Note: In this second case, if the unique_ptr<> already holds a pointer to an existing object, this object is deleted first and then the new pointer stored.

Afterwards, an object managed by a unique_ptr<> can be accessed just like when you would use a raw pointer:

std::unique_ptr<std::string>  strPtr(new std::string);   strPtr->assign("Hello world");

The unique_ptr<> does not support copying. If you try to copy a unique_ptr<>, you'll get compiler errors. However, it supports move semantics, where the pointer is moved from one unique_ptr<> to another, which invalidates the first unique_ptr<>.

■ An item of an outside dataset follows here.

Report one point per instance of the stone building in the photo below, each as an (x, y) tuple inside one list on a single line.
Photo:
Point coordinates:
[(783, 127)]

See the following example:

#include <iostream>
#include <memory>
#include <utility>
 
int main()
{
    std::unique_ptr<int> valuePtr(new int(15));
    std::unique_ptr<int> valuePtrNow(std::move(valuePtr));
 
    std::cout << "valuePtrNow = " << *valuePtrNow << '\n';
    std::cout << "Has valuePtr an associated object? "
              << std::boolalpha
              << static_cast<bool>(valuePtr) << '\n';
}

Output:

valuePtrNow = 15
Has valuePtr an associated object? false

[edit] shared_ptr

The shared_pointer is a reference counting smart pointer that can be used to store and pass a reference beyond the scope of a function. This is particularly useful in the context of OOP, to store a pointer as a member variable and return it to access the referenced value outside the scope of the class. Consider the following example:

#include <memory>
 
class Foo
{
	public void doSomething();
};
 
class Bar
{
private:
	std::shared_ptr<Foo> pFoo;
public:
	Bar()
	{
		pFoo = std::shared_ptr<Foo>(new Foo());
	}
 
	std::shared_ptr<Foo> getFoo()
	{
		return pFoo;
	}
};


When an object of the Bar class is created it creates a new object of the Foo class, which is stored in pFoo. To Access pFoo we can call Bar::getFoo which returns a std::shared_ptr to the Foo object created in the Bar constructor. Internally, a copy of the std::shared_ptr object is created and returned. The copy constructor of std::shared_ptr copies the internal pointer to the Foo object and increases the reference count. This would, for example, happen in the following example:

void SomeAction()
{
	Bar* pBar = new Bar(); //with the Bar object, a new Foo is created and stored
	//reference counter = 1
 
	std::shared_ptr<Foo> pFoo = pBar->getFoo(); //a copy of the shared pointer is created
	//reference counter = 2
 
	pFoo->doSomething(); 
 
	delete pBar; //with pBar the private pFoo is destroyed
	//reference conter = 1
 
	return; //with the return the local pFoo is destroyed automatically 
	//reference counter = 0
	//internally the std::shared_ptr destroys the reference to the Foo object
}


So there's no need for Bar to care about deleting pFoo, which increases memory management severely.

void SomeOtherAction(std::shared_ptr<Bar> pBar)
{
	std::shared_ptr<Foo> pFoo = pBar->getFoo(); //a copy of the shared pointer is created
	//reference counter = 2
 
	pFoo->doSomething(); 
 
	return; //local pFoo is destroyed
	//reference counter = 1
}


When the function returns, pBar is deleted, but there is still a copy of the std::shared_ptr outside the scope of the function, therefor the internal Bar object will not be destroyed, which sustains the reference to the Foo object, which is in turn not destroyed either.

With smart_ptr it is easily possible passing and returning references to objects without rising to run into memory leaks or access deleted references. Thus they are a really powerful feature of modern memory management.

[edit] weak_ptr

[edit] auto_ptr

The auto_ptr<> was the first implementation of a smart pointer in the standard library. However, when the new C++ standard (C++11) was defined, it was replaced by the unique_ptr template due to some design flaws and new features of the language. Since this is a tutorial, the auto_ptr<> is not explained here. Use the new, improved smart pointers described above.